Struggle hard and then if you do not succeed, you are not to blame. Let the world praise or blame you. Let all the wealth of the earth come to your feet, or let you be made the poorest on earth. Let death come this moment or hundreds of years hence. Swerve not from the path you have taken. All good thoughts are immortal and go to make Buddhas and Christs.
Do not say we are weak; we can do anything and everything. What can we not do? Everything can be done by us; we all have the same glorious soul, let us believe in it.
By work alone, men may get to where Buddha got largely by meditation or Christ by prayer. Buddha was a working Jnani, Christ was a Bhakta, but the same goal was reached by both of them. Good motives, sincerity, and infinite love can conquer the world. One single soul possessed of these virtues can destroy the dark designs of millions of hypocrites and brutes.
We are ever free if we would only believe it, only have faith enough. You are the soul, free and eternal, ever free, ever blessed. Have faith enough and you will be free in a minute.

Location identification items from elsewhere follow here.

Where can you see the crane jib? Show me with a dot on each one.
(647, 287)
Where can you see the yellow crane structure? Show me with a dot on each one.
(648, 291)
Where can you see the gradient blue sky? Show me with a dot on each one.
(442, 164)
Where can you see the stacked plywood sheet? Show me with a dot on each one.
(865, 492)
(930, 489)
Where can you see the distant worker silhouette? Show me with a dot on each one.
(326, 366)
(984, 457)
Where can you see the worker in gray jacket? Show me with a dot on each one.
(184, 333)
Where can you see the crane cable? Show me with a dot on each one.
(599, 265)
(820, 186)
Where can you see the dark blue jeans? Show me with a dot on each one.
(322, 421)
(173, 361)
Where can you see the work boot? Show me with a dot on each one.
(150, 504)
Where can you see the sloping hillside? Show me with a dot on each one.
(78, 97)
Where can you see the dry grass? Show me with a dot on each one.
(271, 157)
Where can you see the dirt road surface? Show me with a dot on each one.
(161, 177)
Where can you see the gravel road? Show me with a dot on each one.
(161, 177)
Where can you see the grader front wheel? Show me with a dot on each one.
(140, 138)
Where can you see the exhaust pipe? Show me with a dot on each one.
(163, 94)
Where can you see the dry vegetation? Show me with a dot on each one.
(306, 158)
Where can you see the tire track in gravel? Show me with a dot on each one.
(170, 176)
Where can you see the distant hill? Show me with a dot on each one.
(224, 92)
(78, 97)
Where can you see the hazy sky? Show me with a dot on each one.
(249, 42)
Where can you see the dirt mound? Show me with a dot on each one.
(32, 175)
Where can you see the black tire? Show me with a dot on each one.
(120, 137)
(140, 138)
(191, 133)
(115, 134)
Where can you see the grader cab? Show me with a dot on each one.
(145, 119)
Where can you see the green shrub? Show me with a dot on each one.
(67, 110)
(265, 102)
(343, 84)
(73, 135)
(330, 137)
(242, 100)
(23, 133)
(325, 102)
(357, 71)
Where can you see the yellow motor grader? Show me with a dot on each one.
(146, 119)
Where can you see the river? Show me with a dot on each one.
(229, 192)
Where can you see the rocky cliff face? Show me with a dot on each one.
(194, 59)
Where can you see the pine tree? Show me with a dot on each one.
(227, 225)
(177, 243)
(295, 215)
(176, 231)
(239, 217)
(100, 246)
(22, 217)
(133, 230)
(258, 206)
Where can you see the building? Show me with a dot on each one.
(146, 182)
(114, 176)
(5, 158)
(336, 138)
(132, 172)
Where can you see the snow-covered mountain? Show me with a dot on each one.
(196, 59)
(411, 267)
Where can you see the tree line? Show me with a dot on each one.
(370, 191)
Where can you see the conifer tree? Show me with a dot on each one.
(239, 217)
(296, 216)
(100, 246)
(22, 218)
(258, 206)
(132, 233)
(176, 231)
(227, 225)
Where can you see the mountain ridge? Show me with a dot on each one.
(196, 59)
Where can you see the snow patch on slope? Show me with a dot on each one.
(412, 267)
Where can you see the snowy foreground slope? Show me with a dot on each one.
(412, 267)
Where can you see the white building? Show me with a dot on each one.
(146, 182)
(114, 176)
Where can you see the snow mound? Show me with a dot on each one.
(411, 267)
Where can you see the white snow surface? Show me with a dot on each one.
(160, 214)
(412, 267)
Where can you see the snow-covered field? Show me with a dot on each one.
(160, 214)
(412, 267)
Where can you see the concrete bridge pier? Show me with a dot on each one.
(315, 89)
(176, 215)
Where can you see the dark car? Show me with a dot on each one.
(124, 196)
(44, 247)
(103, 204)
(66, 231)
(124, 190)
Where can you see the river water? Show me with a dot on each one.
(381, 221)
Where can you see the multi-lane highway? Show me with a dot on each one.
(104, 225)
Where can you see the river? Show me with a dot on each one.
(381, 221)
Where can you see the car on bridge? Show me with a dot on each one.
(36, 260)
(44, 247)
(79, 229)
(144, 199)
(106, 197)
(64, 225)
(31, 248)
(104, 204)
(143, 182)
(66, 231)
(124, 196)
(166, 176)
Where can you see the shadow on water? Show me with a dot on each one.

In Tibet there is no marriage, and there is no jealousy, yet we know that marriage is a much higher state. The Tibetans have not known the wonderful enjoyment, the blessing of chastity, the happiness of having a chaste, virtuous wife, or a chaste, virtuous husband. These people cannot feel that. And similarly they do not feel the intense jealousy of the chaste wife or husband, or the misery caused by unfaithfulness on either side, with all the heart-burnings and sorrows which believers in chastity experience. On one side, the latter gain happiness, but on the other, they suffer misery too.
Just as the body has its progress and decadence, so also has the mind, and, therefore, the mind is not the soul, because the soul can neither decay nor degenerate.
The nearer we are to God, the less we will have occasions to cry or weep. The further we are from God, the more will long faces come. The more we know God, the more misery vanishes.
The sages are often ignorant of physical science, because they read the wrong book-the book within; and the scientists are too often ignorant of religion, because they too read the wrong book-the book outside.
According to the law of nature, wherever there is an awakening of a new and stronger life, there it tries to conquer and take the place of the old and the decaying. Nature favours the dying out of the unfit and the survival of the fittest. The final result of such conflict between the priestly and the other classes has been mentioned already.
There have been two lines of progress in this world-political and religious. In the former the Greeks are everything, the modern political institutions being only the development of the Grecian; in the latter the Hindus are everything.